Why is being centered dull?

There is no real answer to this question; things are just more visually appealing to the eye when off centered. There are some that say because of the reality that we as humans, are not symmetrical, that nothing in nature is truly symmetrical, that having things off center make them more appealing visually. As awesome as some man-made things can look, when photographed or recorded on video they are dull and boring. Consider this for a moment, when you look at anything in nature, animals, trees, rocks, rivers, streams, or mountains they are not symmetrical.

What is the “Rule of Thirds?”

This photographic principle is very simple. When you are taking a shot of your main character, hero, or villain, it is better if they are filmed in the left, right, top, or bottom third of the frame. For whatever reason, framing your character in this fashion is more appealing to the eye.
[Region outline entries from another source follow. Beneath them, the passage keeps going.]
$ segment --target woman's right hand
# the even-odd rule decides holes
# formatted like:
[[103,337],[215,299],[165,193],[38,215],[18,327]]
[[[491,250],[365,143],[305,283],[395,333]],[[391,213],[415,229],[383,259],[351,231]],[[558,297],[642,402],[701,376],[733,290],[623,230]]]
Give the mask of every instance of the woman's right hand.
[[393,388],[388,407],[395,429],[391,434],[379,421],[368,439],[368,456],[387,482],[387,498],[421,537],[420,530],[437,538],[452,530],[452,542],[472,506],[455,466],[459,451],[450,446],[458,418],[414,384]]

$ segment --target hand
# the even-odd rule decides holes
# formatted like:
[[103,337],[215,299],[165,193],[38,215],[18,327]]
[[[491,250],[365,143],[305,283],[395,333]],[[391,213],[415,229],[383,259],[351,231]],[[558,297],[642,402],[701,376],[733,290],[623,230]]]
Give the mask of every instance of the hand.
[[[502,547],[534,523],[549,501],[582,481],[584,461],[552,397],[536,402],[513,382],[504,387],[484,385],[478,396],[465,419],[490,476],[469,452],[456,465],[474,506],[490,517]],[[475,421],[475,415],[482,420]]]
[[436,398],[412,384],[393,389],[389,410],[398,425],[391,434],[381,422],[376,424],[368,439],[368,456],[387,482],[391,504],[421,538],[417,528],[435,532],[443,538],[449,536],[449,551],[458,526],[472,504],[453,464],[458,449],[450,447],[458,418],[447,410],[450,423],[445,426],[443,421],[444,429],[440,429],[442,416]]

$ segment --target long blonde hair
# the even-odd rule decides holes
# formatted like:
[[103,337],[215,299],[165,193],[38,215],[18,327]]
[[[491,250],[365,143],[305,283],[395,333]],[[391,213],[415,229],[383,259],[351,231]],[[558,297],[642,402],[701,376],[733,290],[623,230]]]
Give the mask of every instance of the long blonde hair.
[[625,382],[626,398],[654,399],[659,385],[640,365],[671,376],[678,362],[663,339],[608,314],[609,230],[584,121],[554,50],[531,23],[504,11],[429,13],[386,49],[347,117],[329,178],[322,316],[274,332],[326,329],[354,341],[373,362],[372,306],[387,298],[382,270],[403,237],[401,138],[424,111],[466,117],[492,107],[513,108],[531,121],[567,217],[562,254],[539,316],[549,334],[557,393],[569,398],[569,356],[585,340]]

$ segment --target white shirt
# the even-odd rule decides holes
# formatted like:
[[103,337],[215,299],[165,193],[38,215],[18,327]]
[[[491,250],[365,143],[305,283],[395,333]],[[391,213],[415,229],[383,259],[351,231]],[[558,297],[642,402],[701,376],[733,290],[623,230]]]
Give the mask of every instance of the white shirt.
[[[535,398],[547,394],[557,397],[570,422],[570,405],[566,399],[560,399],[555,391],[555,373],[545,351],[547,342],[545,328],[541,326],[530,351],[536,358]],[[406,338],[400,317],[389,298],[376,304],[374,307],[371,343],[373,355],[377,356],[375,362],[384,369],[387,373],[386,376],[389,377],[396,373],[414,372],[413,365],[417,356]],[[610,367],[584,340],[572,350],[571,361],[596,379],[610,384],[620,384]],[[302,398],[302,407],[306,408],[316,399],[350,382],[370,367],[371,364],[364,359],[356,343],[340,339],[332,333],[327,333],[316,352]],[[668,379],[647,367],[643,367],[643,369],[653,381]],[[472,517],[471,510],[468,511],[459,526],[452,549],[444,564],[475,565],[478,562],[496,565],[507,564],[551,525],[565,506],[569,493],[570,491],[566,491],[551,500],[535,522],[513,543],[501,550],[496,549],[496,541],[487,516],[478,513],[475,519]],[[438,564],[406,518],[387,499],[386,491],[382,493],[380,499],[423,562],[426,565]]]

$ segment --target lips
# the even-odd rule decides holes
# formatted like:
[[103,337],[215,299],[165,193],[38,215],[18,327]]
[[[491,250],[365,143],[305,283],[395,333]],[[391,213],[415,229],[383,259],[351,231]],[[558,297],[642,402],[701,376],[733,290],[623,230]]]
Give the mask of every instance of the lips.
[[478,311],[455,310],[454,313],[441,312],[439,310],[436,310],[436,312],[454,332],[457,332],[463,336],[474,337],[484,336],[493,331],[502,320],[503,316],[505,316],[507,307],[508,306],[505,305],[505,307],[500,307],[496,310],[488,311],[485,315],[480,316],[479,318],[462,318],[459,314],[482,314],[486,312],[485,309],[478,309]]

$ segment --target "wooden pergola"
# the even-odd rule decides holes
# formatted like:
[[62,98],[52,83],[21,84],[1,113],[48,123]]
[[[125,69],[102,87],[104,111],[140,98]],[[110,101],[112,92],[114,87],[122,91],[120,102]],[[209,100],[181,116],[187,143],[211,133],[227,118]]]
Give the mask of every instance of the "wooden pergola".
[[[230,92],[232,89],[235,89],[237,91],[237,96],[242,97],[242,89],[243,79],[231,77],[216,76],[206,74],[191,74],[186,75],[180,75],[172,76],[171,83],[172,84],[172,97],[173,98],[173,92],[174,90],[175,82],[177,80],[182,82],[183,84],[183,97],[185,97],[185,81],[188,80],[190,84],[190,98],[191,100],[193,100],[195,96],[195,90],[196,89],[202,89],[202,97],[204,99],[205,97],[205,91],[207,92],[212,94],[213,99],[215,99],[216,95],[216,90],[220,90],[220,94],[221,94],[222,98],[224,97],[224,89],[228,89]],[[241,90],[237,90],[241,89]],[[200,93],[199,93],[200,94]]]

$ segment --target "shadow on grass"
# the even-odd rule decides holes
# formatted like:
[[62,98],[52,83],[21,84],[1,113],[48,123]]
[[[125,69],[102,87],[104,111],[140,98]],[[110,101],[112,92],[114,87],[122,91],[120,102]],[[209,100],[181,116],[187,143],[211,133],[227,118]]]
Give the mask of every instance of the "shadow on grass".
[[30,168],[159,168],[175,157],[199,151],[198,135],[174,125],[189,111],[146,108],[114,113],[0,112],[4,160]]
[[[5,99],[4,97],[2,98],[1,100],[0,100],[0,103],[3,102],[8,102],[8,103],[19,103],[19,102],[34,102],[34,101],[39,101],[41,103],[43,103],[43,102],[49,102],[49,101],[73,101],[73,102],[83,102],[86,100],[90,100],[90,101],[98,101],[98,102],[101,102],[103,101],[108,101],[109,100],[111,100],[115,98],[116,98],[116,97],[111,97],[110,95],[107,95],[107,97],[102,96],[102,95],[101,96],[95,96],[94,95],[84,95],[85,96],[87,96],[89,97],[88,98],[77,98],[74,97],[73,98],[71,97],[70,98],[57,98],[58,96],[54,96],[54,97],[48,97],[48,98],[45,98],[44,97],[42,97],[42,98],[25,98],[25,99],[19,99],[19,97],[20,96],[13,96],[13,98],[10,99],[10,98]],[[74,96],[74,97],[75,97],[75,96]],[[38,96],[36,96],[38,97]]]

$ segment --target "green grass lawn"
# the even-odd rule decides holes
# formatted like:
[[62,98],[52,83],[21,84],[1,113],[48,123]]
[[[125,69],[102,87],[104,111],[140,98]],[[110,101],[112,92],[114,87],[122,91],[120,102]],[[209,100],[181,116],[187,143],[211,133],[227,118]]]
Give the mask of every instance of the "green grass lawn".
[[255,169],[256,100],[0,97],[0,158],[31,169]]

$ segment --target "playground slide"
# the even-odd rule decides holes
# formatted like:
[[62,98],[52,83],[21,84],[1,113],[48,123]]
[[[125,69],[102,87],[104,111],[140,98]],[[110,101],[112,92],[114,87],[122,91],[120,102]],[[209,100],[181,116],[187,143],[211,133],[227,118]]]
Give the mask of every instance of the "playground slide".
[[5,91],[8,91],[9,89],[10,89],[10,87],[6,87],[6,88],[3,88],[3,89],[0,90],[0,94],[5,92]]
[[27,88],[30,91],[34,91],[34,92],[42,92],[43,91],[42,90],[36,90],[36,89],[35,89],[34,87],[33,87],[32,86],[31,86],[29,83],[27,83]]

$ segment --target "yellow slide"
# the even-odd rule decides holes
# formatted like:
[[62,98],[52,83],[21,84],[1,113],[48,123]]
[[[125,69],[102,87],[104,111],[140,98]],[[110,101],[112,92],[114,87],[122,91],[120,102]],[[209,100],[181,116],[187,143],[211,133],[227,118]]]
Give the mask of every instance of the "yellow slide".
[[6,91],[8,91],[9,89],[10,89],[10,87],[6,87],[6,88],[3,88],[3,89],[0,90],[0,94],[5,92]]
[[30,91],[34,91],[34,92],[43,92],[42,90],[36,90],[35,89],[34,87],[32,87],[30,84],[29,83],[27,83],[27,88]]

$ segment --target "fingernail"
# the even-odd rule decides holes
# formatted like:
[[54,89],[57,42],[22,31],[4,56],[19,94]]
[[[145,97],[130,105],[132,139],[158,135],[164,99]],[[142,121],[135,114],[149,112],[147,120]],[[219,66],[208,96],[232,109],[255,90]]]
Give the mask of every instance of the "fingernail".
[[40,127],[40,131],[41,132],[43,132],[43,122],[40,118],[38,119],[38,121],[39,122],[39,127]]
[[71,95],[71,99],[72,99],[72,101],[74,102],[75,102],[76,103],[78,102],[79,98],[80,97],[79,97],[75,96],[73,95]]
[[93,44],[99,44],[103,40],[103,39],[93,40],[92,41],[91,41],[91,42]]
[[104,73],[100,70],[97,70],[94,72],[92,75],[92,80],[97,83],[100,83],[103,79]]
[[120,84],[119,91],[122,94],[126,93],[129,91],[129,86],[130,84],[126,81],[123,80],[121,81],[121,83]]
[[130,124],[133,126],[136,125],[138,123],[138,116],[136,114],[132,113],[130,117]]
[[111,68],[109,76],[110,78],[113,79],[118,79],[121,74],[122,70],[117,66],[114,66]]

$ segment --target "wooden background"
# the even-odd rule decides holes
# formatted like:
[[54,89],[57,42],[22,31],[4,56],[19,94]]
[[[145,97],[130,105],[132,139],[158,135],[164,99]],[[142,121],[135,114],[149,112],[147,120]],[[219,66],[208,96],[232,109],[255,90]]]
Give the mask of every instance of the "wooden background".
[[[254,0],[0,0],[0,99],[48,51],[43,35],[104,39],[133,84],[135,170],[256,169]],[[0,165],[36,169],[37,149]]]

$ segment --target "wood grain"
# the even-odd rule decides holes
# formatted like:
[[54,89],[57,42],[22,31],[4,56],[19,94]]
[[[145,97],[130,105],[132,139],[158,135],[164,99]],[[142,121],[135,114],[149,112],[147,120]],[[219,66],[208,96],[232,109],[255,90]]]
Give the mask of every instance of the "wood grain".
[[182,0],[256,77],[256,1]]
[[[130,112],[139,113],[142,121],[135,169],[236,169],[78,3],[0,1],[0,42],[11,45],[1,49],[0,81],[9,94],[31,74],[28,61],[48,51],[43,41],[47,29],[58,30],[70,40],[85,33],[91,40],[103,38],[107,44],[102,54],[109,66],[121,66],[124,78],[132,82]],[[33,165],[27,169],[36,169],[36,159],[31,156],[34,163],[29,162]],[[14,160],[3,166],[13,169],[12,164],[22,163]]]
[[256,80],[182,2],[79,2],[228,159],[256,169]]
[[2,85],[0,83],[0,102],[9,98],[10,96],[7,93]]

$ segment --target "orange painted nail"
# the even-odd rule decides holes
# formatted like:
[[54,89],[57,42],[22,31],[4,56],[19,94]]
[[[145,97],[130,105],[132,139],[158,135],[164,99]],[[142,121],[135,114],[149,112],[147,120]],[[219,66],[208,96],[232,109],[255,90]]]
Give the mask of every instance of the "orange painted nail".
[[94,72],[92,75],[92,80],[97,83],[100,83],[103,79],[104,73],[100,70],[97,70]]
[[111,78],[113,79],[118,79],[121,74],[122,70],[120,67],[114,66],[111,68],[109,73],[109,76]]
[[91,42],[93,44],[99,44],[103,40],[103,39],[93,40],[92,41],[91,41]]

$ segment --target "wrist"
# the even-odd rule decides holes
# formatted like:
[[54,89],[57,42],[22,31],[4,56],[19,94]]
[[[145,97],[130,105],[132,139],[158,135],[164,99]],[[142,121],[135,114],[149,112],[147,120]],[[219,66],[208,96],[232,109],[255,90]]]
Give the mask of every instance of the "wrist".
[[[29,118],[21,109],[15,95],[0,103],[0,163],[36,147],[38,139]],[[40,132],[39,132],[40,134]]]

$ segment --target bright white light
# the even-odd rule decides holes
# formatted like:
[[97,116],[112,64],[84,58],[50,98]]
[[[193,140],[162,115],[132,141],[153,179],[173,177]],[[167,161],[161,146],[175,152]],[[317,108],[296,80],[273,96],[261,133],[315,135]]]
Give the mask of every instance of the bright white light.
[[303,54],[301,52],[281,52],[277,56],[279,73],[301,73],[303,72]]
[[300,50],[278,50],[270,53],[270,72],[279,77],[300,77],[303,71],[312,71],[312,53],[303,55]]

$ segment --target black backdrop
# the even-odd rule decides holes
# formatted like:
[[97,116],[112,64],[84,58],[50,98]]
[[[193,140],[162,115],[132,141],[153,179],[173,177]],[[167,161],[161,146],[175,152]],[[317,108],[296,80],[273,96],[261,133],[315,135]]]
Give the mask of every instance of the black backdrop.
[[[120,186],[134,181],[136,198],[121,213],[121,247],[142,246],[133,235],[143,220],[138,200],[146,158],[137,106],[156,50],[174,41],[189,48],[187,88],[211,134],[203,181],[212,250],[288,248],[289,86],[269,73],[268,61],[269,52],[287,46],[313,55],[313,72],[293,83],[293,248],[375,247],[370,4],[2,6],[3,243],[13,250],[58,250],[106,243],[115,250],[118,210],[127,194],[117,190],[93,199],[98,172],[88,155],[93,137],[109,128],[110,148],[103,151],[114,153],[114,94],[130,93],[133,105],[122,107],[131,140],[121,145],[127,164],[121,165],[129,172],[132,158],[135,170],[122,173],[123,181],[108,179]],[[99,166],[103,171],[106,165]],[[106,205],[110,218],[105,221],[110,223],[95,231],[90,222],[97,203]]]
By dividing the frame of your scene, or picture, into thirds, when going to make your shot, keep the focus of your character out of the center square. By paying close attention to this, you will avoid dull composition.

Watch Your Videos!

Sounds a bit silly doesn’t it. You go through all of the time and effort to follow the “Rule of Thirds” and get the shots you want but once the project is complete, you more or less forget about it. This isn’t all that odd. Many individuals don’t like looking at the raw footage that lacks the editing, color correction, music, and sound effects. Another name for this raw footage is the dailies. Dailies never look the way the finished product does, because, well, it isn’t the finished product.

Make sure that you look through your dailies and look through them with a critical eye to find the shots that you like, and those that you don’t. Make notes of these things will help you become a better director and teach you how to take better shots on future videos. If you don’t get in the practice of watching your dailies, you cannot learn from what looking at them can do for your eye as a director, not to mention, they can go unwatched all together.

Record, Review, Reshoot

Let’s face it, when you are in the midst of shooting any type of event chances are varying factors will impact the quality of your video. Perhaps there is a sudden change in the weather, which eliminates the sun that you needed, your subjects get tired, sick, or just become impatient. Whatever the situation, a director needs to keep on his or her toes and have an alternative ready.

If your actor is failing, replace them. If the angle of the shot you took doesn’t give you the effect you wanted, shoot it from a different angle. Be prepared to improvise on the fly to get the shot you want. Always remember you can reshoot, you can start over, and there are often highly unusual alternatives that will help you achieve the shot you are after, if you brainstorm and accept the most unusual idea, may help you get exactly the scene you are after.